A week later, phone call, no one has Proust. So I say well you may have to buy online. I praise James Grieve’s translation of the second volume of Proust. Grieve is the enfant terrible of Proust translators, resident in Canberra, even though he’s no longer an enfant and probably not terrible. This annoys Peter even more, a controversial translator of Proust who is an Australian, and he hasn’t got the book. Motivation is reaching fever pitch.
It is a relief to hear that, a couple of weeks later, his secretaries have procured the volumes and that arrival is imminent. I say to Peter he should start with Combray, which is compact and of a piece, setting the scene. That Combray is the narrator Marcel’s recollections of his childhood in Paris and the north of France. That Combray includes the seriously famous passage about dipping the madeleine cake in tea. He listens at the other end and thanks me for all my help on the Proust project.

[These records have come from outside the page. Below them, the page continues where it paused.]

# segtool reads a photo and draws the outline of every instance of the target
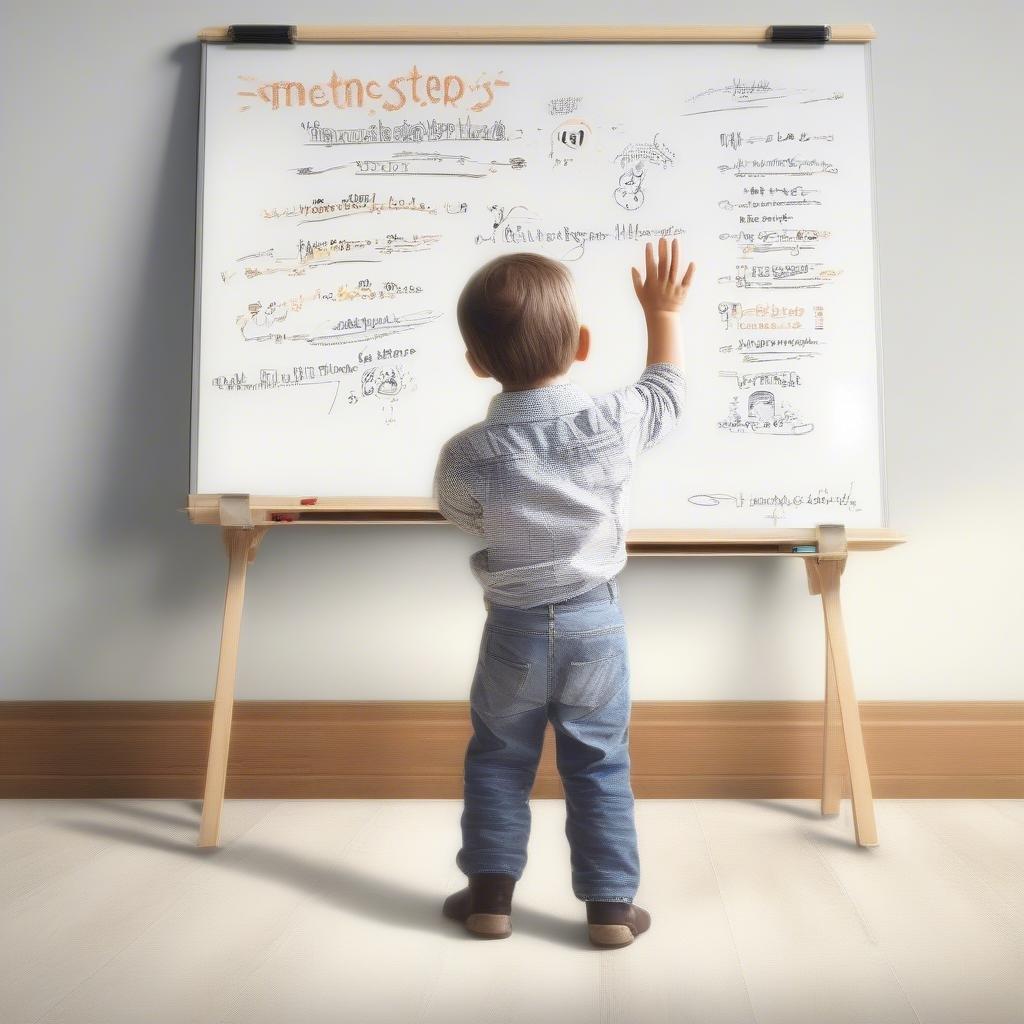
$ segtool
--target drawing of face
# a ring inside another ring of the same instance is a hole
[[[746,404],[746,415],[752,420],[767,423],[775,419],[775,395],[771,391],[755,391]]]
[[[377,393],[387,396],[397,394],[398,389],[398,375],[393,370],[385,370],[381,382],[377,386]]]
[[[555,140],[567,150],[582,150],[590,138],[591,127],[582,118],[569,118],[563,121],[554,132]]]
[[[618,176],[618,187],[612,194],[624,210],[639,210],[643,206],[643,164],[637,163]]]

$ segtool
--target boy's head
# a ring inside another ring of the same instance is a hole
[[[506,390],[539,386],[587,356],[572,276],[547,256],[512,253],[484,263],[466,282],[458,316],[474,373]]]

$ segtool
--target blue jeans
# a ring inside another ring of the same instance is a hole
[[[558,604],[489,605],[470,691],[462,849],[466,874],[522,876],[529,793],[555,730],[572,891],[632,902],[640,881],[630,785],[630,670],[612,580]]]

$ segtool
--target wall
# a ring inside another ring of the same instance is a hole
[[[337,4],[8,3],[3,34],[0,697],[212,694],[218,531],[187,493],[199,45]],[[862,699],[1017,699],[1024,504],[1016,335],[1024,16],[951,3],[392,3],[369,24],[870,22],[889,493],[902,549],[853,556]],[[61,154],[58,159],[54,154]],[[695,254],[699,258],[699,254]],[[271,534],[239,696],[466,697],[483,617],[447,526]],[[816,699],[820,604],[788,560],[642,559],[621,578],[638,699]]]

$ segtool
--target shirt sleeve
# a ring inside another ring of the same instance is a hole
[[[606,398],[635,452],[645,452],[667,437],[683,417],[686,377],[674,362],[654,362],[629,387]]]
[[[453,525],[474,537],[483,537],[483,513],[466,481],[465,465],[454,457],[451,445],[441,449],[434,471],[437,508]]]

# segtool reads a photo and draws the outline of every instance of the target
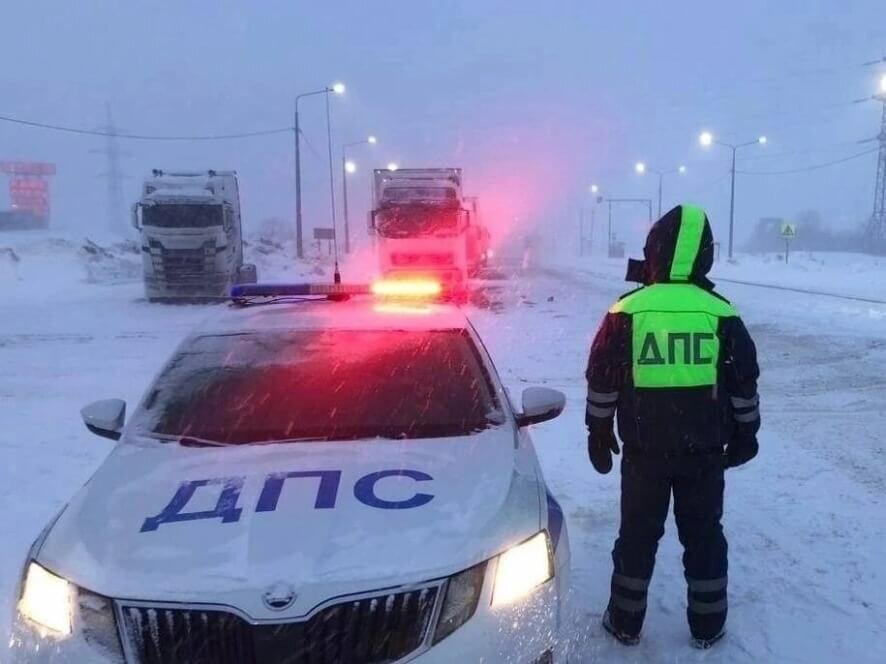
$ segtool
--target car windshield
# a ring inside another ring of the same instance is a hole
[[[148,393],[136,428],[193,444],[434,438],[496,419],[461,330],[310,330],[194,338]]]
[[[220,205],[147,205],[142,210],[146,226],[160,228],[207,228],[222,225]]]

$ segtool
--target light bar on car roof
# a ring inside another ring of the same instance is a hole
[[[237,284],[231,286],[232,298],[308,297],[311,295],[369,295],[366,284]]]
[[[370,284],[238,284],[231,287],[231,298],[252,297],[348,297],[374,295],[385,299],[434,299],[443,289],[432,279],[382,279]]]

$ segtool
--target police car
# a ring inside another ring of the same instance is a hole
[[[560,661],[563,514],[465,315],[421,284],[235,288],[34,543],[12,661]],[[317,295],[320,297],[317,297]]]

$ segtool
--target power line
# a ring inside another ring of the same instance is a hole
[[[859,157],[864,157],[865,155],[872,154],[877,152],[880,148],[871,148],[870,150],[865,150],[864,152],[858,152],[853,155],[849,155],[848,157],[843,157],[842,159],[835,159],[833,161],[826,161],[822,164],[815,164],[813,166],[805,166],[803,168],[789,168],[783,171],[735,171],[736,173],[740,173],[742,175],[787,175],[789,173],[806,173],[808,171],[816,171],[820,168],[827,168],[828,166],[835,166],[837,164],[842,164],[847,161],[852,161],[853,159],[858,159]]]
[[[232,138],[252,138],[255,136],[270,136],[272,134],[282,134],[291,132],[292,127],[280,127],[277,129],[264,129],[261,131],[248,131],[236,134],[212,134],[204,136],[155,136],[150,134],[124,134],[111,133],[104,130],[81,129],[78,127],[66,127],[64,125],[47,124],[45,122],[34,122],[33,120],[21,120],[6,115],[0,115],[0,121],[11,122],[13,124],[25,125],[27,127],[37,127],[39,129],[49,129],[52,131],[62,131],[69,134],[83,134],[86,136],[113,136],[114,138],[127,138],[137,141],[223,141]]]

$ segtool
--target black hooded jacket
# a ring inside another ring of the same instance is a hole
[[[587,367],[588,428],[618,413],[626,453],[718,452],[760,427],[756,349],[708,280],[713,234],[704,211],[678,206],[649,231],[645,260],[603,320]]]

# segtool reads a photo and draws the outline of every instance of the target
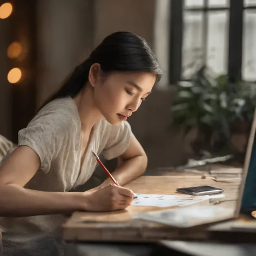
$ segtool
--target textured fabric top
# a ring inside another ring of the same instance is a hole
[[[28,126],[18,132],[17,146],[30,147],[41,163],[25,187],[52,192],[75,189],[88,180],[96,166],[91,151],[102,153],[107,159],[117,157],[127,149],[132,131],[127,122],[113,125],[102,119],[93,128],[82,163],[80,134],[77,107],[71,97],[53,100],[41,110]],[[9,150],[2,163],[15,148]],[[42,218],[47,219],[46,216]]]

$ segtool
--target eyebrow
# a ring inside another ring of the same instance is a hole
[[[142,92],[142,87],[139,86],[139,85],[138,85],[138,84],[136,84],[135,83],[133,83],[132,81],[127,81],[127,83],[129,84],[130,85],[132,85],[133,87],[135,87],[135,88],[136,88],[136,89],[137,89],[138,91],[139,91],[140,92]],[[150,91],[150,92],[147,92],[146,94],[149,95],[149,94],[150,94],[151,92],[152,92]]]

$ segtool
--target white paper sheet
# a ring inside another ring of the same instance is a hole
[[[219,206],[193,205],[189,208],[146,212],[133,216],[132,218],[187,227],[230,218],[233,215],[232,208],[226,208]]]
[[[149,194],[136,193],[137,198],[133,200],[133,205],[139,206],[186,206],[198,202],[209,200],[208,196],[184,197],[182,196]]]

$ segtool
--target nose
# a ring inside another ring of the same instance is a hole
[[[142,104],[142,100],[140,98],[134,99],[127,106],[128,109],[132,112],[137,111],[138,109]]]

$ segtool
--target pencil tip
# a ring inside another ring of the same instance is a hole
[[[97,158],[99,158],[99,157],[97,156],[97,154],[96,154],[92,150],[91,150],[91,151],[92,152],[92,153],[93,153]]]

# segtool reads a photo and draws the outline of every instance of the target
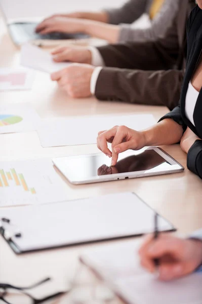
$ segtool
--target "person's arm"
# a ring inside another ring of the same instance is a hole
[[[103,67],[94,80],[95,89],[91,93],[99,100],[163,105],[172,110],[178,104],[184,75],[184,71],[177,69]]]
[[[183,134],[182,126],[172,119],[165,119],[149,129],[137,131],[125,126],[115,126],[100,131],[97,139],[98,148],[109,157],[111,166],[117,163],[118,155],[130,149],[139,150],[145,146],[176,143]],[[107,146],[111,143],[111,151]]]
[[[104,10],[111,24],[132,23],[145,12],[148,0],[128,0],[120,8]]]
[[[176,22],[179,7],[179,0],[165,0],[159,12],[151,21],[150,26],[146,28],[135,28],[129,24],[120,24],[118,42],[142,39],[155,40],[163,36],[172,23]]]
[[[154,259],[158,259],[159,277],[168,281],[187,275],[197,270],[202,263],[202,242],[197,238],[180,239],[160,234],[157,239],[147,236],[139,253],[142,265],[154,273]]]
[[[202,178],[202,140],[196,140],[187,153],[187,168]]]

There were a couple more phone calls, mainly on politics and a letter he had received from Marie Heaney in Dublin. The news of his death came by chance from one of his secretaries, after I had recommended some of his recent poems for publication in Eureka Street. She wrote in an email to say Peter died on the 22nd of July. In the days that followed I reflected on how he rang me, even when in extremis, and what a great person he was for keeping conversation going right to the end. I was just one of his telephone companions, though we’d had the odd lunch, and yet he took an interest, generated new thoughts, mischievous thoughts and creative, joked about Prime Ministers and the like, and cheered the day. I reflected on the set of Proust he’d had ordered, at home waiting for him to read, the next reading project, always something on the go.